The formula for the angle \( \theta \) between two planes involves their normal vectors \( \mathbf{n}_1 \) and \( \mathbf{n}_2 \), computed as:\[\cos{\theta} = \frac{\mathbf{n}_1 \cdot \mathbf{n}_2}{\Vert \mathbf{n}_1 \Vert \Vert \mathbf{n}_2 \Vert}\]The dot product reflects the magnitude of projection between two vectors, while the norms relate to vector lengths. In our exercise, the dot product between \( \langle 0, c, 0 \rangle \) of the plane \(P\), and \( \langle 0, 0, 1 \rangle \) of the \(xy\)-plane turns out to be zero, resulting in \( \theta = \frac{\pi}{2} \) radians, or 90 degrees.
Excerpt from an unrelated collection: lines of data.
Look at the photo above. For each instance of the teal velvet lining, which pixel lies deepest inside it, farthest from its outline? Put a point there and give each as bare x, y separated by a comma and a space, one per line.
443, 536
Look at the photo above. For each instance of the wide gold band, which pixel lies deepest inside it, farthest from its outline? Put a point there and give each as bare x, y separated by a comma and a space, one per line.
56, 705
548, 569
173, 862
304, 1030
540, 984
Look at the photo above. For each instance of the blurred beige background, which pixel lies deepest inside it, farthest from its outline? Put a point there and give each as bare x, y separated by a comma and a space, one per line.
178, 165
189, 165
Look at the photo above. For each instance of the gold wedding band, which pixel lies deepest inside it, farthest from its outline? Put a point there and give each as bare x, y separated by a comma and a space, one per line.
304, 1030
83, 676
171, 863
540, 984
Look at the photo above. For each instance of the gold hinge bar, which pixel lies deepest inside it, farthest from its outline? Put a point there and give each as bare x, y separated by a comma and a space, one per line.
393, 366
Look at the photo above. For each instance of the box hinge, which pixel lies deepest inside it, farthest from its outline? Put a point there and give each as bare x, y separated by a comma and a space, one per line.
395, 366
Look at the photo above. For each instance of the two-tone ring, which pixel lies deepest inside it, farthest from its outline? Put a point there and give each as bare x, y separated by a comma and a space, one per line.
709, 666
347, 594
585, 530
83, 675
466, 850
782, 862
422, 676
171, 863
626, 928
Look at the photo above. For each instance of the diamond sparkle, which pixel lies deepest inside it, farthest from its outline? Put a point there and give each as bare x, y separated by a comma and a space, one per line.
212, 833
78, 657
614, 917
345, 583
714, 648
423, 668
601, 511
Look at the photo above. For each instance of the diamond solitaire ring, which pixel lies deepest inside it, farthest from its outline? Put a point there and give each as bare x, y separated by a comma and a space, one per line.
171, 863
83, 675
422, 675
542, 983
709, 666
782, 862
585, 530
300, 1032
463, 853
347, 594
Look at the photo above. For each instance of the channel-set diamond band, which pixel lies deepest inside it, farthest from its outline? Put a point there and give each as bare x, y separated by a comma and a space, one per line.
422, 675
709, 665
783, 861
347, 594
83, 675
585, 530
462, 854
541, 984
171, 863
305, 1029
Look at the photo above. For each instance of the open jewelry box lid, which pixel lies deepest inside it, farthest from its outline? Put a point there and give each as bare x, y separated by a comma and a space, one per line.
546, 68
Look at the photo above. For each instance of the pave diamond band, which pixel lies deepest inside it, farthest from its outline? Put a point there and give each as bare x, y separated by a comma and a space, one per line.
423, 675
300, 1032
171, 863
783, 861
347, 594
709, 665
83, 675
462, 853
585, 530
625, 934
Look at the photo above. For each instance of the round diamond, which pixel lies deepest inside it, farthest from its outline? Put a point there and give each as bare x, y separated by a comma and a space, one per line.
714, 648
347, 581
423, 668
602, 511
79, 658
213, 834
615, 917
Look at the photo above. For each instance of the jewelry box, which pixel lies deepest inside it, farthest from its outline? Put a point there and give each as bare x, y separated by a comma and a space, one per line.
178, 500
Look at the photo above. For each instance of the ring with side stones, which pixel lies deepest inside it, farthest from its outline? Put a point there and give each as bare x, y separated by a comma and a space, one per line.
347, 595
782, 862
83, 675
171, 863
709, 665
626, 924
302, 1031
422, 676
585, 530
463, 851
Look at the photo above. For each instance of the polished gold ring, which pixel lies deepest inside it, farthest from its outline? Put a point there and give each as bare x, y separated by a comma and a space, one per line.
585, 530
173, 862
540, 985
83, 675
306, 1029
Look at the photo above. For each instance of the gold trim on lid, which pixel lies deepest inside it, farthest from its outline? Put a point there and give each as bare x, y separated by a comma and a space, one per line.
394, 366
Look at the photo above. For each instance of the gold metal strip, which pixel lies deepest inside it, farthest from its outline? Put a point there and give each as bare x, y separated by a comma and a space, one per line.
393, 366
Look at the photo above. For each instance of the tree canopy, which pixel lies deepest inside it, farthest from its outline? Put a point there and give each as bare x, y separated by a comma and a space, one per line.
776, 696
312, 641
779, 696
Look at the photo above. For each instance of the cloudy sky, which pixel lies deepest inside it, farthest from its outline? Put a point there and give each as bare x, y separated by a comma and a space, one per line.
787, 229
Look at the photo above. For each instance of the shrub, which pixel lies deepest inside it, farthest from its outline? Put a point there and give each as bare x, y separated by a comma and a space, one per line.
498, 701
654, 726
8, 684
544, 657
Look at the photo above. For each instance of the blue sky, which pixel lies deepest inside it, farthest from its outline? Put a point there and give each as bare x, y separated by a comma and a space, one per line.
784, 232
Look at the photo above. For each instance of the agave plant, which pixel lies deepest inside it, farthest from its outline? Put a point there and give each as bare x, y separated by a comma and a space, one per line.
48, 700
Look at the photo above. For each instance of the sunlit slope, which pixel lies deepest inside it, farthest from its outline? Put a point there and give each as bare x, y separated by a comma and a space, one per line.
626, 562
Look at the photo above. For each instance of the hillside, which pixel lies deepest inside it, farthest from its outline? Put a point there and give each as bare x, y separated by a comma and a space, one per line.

This perpendicularity indicates the planes intersect at a right angle, explaining the spatial interaction within the given setup. Calculating angles between planes assists in determining how surfaces relate within broader structures.
The formula for the angle \( \theta \) between two planes involves their normal vectors \( \mathbf{n}_1 \) and \( \mathbf{n}_2 \), computed as:\[\cos{\theta} = \frac{\mathbf{n}_1 \cdot \mathbf{n}_2}{\Vert \mathbf{n}_1 \Vert \Vert \mathbf{n}_2 \Vert}\]The dot product reflects the magnitude of projection between two vectors, while the norms relate to vector lengths. In our exercise, the dot product between \( \langle 0, c, 0 \rangle \) of the plane \(P\), and \( \langle 0, 0, 1 \rangle \) of the \(xy\)-plane turns out to be zero, resulting in \( \theta = \frac{\pi}{2} \) radians, or 90 degrees.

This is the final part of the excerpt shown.